Following this there were spells as chairman of the National Criminal Intelligence Service Supervisory Body and the joint chairman of the National Crime Service Supervisory Body.
When he decided not to return to the political arena he joined Mills & Reeve in Birmingham, heading its rapidly growing healthcare practice.
“It grew, it doubled or trebled in four years and ended up becoming a practice of 90 lawyers,” he added. “I was there until the end of 2007 when I decided to go back to the Bar.
The legal practice at Mills and Reeve had got so big I was essentially a manager. “It was performance reviews and tenders - all important stuff but it wasn’t what I got out of bed in the morning for ie giving legal advice and dealing with difficult cases.
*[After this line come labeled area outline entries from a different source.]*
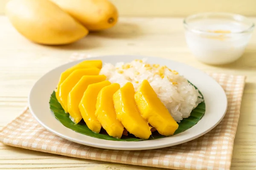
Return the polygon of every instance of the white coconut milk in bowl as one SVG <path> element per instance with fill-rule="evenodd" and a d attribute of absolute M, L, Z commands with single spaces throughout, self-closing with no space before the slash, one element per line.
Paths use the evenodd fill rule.
<path fill-rule="evenodd" d="M 187 44 L 199 61 L 221 65 L 232 62 L 244 53 L 254 24 L 235 14 L 207 13 L 191 15 L 183 21 Z"/>

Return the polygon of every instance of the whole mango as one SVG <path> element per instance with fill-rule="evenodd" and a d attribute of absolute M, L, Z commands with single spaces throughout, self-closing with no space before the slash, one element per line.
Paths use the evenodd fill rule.
<path fill-rule="evenodd" d="M 51 0 L 90 31 L 107 29 L 117 22 L 117 10 L 108 0 Z"/>
<path fill-rule="evenodd" d="M 11 0 L 6 5 L 6 13 L 18 32 L 40 44 L 68 44 L 88 33 L 86 28 L 48 0 Z"/>

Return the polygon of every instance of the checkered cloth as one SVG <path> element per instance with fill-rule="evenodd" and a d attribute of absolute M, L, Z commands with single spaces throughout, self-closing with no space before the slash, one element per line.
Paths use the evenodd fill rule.
<path fill-rule="evenodd" d="M 73 57 L 73 60 L 81 56 Z M 244 85 L 244 76 L 209 74 L 222 86 L 228 107 L 221 122 L 204 135 L 183 144 L 138 151 L 103 149 L 74 143 L 45 129 L 27 108 L 0 131 L 0 142 L 23 148 L 133 165 L 185 170 L 229 170 Z"/>

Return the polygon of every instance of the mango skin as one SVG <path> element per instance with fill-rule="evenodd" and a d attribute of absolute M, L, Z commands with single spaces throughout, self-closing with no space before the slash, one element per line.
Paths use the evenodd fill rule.
<path fill-rule="evenodd" d="M 108 80 L 92 84 L 87 87 L 79 104 L 79 109 L 88 128 L 93 132 L 99 133 L 102 125 L 95 116 L 97 97 L 99 91 L 104 87 L 110 85 Z"/>
<path fill-rule="evenodd" d="M 11 0 L 5 11 L 20 33 L 39 44 L 69 44 L 88 33 L 86 28 L 48 0 Z"/>
<path fill-rule="evenodd" d="M 173 135 L 179 125 L 147 80 L 139 85 L 134 99 L 142 117 L 159 133 L 166 136 Z"/>
<path fill-rule="evenodd" d="M 90 31 L 113 26 L 118 19 L 116 7 L 108 0 L 51 0 Z"/>
<path fill-rule="evenodd" d="M 113 94 L 120 88 L 120 85 L 113 83 L 102 88 L 97 97 L 95 116 L 102 128 L 111 136 L 120 139 L 124 127 L 116 119 L 113 102 Z"/>
<path fill-rule="evenodd" d="M 96 68 L 101 69 L 102 67 L 102 62 L 101 60 L 85 60 L 76 64 L 63 71 L 61 74 L 59 82 L 55 90 L 56 98 L 58 101 L 60 101 L 59 96 L 60 87 L 61 84 L 67 79 L 67 78 L 75 70 L 88 68 Z"/>
<path fill-rule="evenodd" d="M 104 75 L 97 76 L 84 76 L 72 88 L 67 97 L 67 112 L 76 124 L 82 119 L 79 109 L 79 104 L 84 91 L 91 84 L 102 82 L 106 79 Z"/>
<path fill-rule="evenodd" d="M 116 117 L 130 133 L 143 139 L 151 135 L 151 128 L 141 116 L 134 98 L 132 83 L 127 82 L 113 95 Z"/>
<path fill-rule="evenodd" d="M 97 68 L 85 68 L 74 71 L 62 82 L 60 86 L 59 95 L 57 99 L 66 113 L 67 113 L 67 99 L 72 88 L 83 76 L 99 75 L 100 70 Z"/>

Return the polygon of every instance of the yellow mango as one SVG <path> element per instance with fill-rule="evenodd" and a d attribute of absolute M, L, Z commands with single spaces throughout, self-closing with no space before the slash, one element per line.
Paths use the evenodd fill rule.
<path fill-rule="evenodd" d="M 142 116 L 164 136 L 173 135 L 179 125 L 174 120 L 148 82 L 139 85 L 134 98 Z"/>
<path fill-rule="evenodd" d="M 89 30 L 101 30 L 114 26 L 118 12 L 108 0 L 51 0 Z"/>
<path fill-rule="evenodd" d="M 130 133 L 148 139 L 151 131 L 146 121 L 141 116 L 134 99 L 132 83 L 127 82 L 113 95 L 116 117 Z"/>
<path fill-rule="evenodd" d="M 97 68 L 101 69 L 102 67 L 102 62 L 101 60 L 85 60 L 66 70 L 61 73 L 59 80 L 55 91 L 56 98 L 58 101 L 60 100 L 59 92 L 60 86 L 65 79 L 75 70 L 79 69 L 87 68 Z"/>
<path fill-rule="evenodd" d="M 121 138 L 124 127 L 116 119 L 113 97 L 119 88 L 120 85 L 117 83 L 103 88 L 97 97 L 95 112 L 95 116 L 108 134 L 118 139 Z"/>
<path fill-rule="evenodd" d="M 75 123 L 79 123 L 82 119 L 79 104 L 87 87 L 91 84 L 104 81 L 106 78 L 104 75 L 84 76 L 69 93 L 67 97 L 67 112 L 74 119 Z"/>
<path fill-rule="evenodd" d="M 11 0 L 6 14 L 22 35 L 36 43 L 61 45 L 88 34 L 82 25 L 48 0 Z"/>
<path fill-rule="evenodd" d="M 106 80 L 89 85 L 79 104 L 83 119 L 88 128 L 96 133 L 99 133 L 102 127 L 95 116 L 97 96 L 103 88 L 111 84 L 110 82 Z"/>
<path fill-rule="evenodd" d="M 67 113 L 67 97 L 68 94 L 77 82 L 84 76 L 99 75 L 100 70 L 97 68 L 85 68 L 74 71 L 60 85 L 58 93 L 59 103 L 66 113 Z M 58 95 L 57 94 L 56 95 Z M 57 99 L 58 99 L 57 98 Z"/>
“No 5 is head and shoulders the best public law set outside London so it was an easy decision about which set I moved to. The law I do now sits in that space between policy and politics.
“A lot of cases I deal with are about government powers and government decisions, consultation, changes to services.”
Mr Lock’s recent work has spanned everything from European Union law and police pensions to the Stafford Hospital inquiry and perhaps appropriately a lot of hospital reorganisations.
Reflecting on a highly successful and diverse career thus far, he said: “I have always lived in this slightly strange coexistence between the legal community, which is quite apolitical and the politics community, which is fairly agnostic about lawyers.
Lawyers generally tell politicians what they can’t do so there is an interesting tension between the lawyers and the politicians.
“Most careers are a series of accidents. I feel that’s what I have done. It has not been planned at all but has kept me interested. I can’t describe it as a planned career - I never work like that.”
Mr Lock also counts himself lucky, with the possible exception of a paragliding accident which saw him break both his legs and confined to a wheelchair for six months.
“It was quite interesting - I saw the world from a wheelchair and, in my experience, the British public are fantastic to people in wheelchairs.”